I had a dream about a pool, said Leona, so large-eyed and beautiful, vulnerable, almost alien. So blue. It was—pristine. She loved to say the word.

She loved to make collages about the Holocaust.

Blood chased my feet in the shower at home—they were a pair of moon-white fish, speared by something, circling, dying…

Blood oranges water, not pinks it!

Thom told me this under the grim sky of the schoolyard, gray clouds pressing down on us. We had both refused to change our clothes to the PE uniform, and the others flocked around us in gray shirts. Blood oranges water—I thought to myself this was a good description and I had to remember it. She was right.

The warm bathwater was crowding in on me.

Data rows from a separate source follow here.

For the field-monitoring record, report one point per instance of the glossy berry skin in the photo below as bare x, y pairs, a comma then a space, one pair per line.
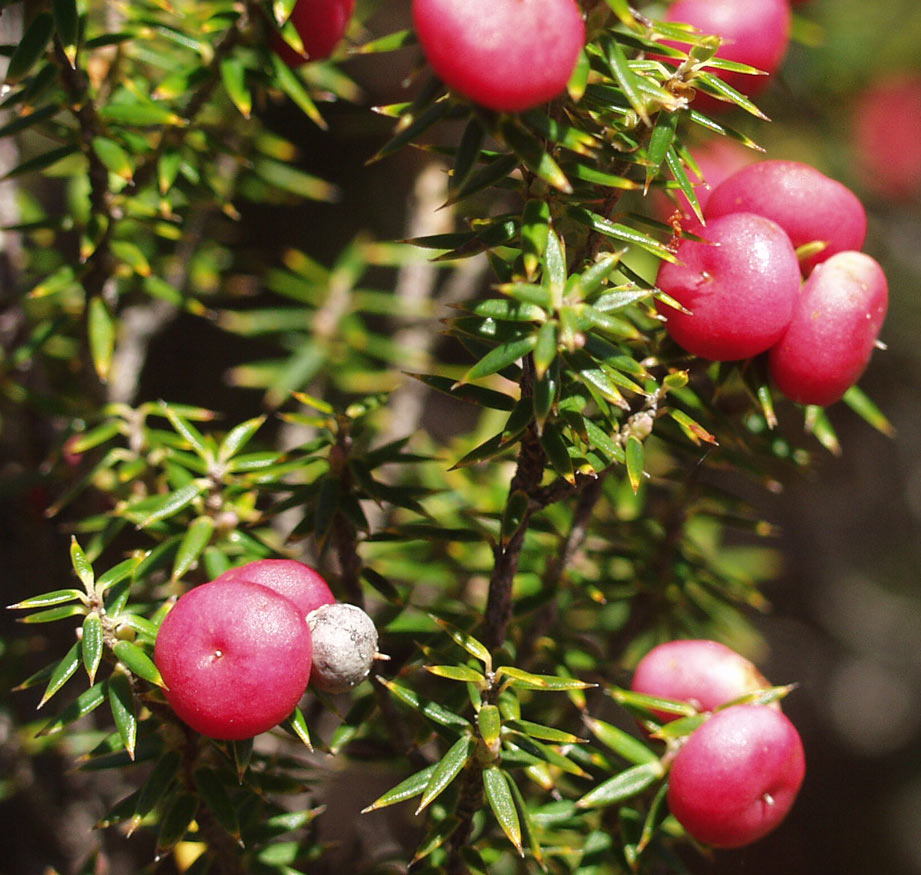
294, 580
706, 674
507, 55
320, 25
805, 202
756, 32
736, 777
835, 324
740, 288
235, 657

Sylvia Plath had said something, I knew, in The Bell Jar—something about remembering the ceilings above the bath, maybe.

Water made such mysterious sounds inside my ears. I always liked it. I tried to breathe in, to gulp down the warm water and fill my lungs but I couldn’t manage it. I had already decided not to drown myself, after all. I didn’t want some nurse to find me naked anyway. I took a breath.

At home I had once tried to choke myself in the shower, my hands grasping my neck as I sobbed and spat into the water. You look fucking stupid, I thought, watching my face contort with tears in the foggy mirror. It was extremely satisfying to watch my eyes turn soft blobby pink, quavering with light. Yes, I was so sad. Yes! All these plans I knew wouldn’t work.

Well, it didn’t. And now I didn’t have a clean washcloth. Stupid.

I enjoyed it and decided to take a lot more baths from then on.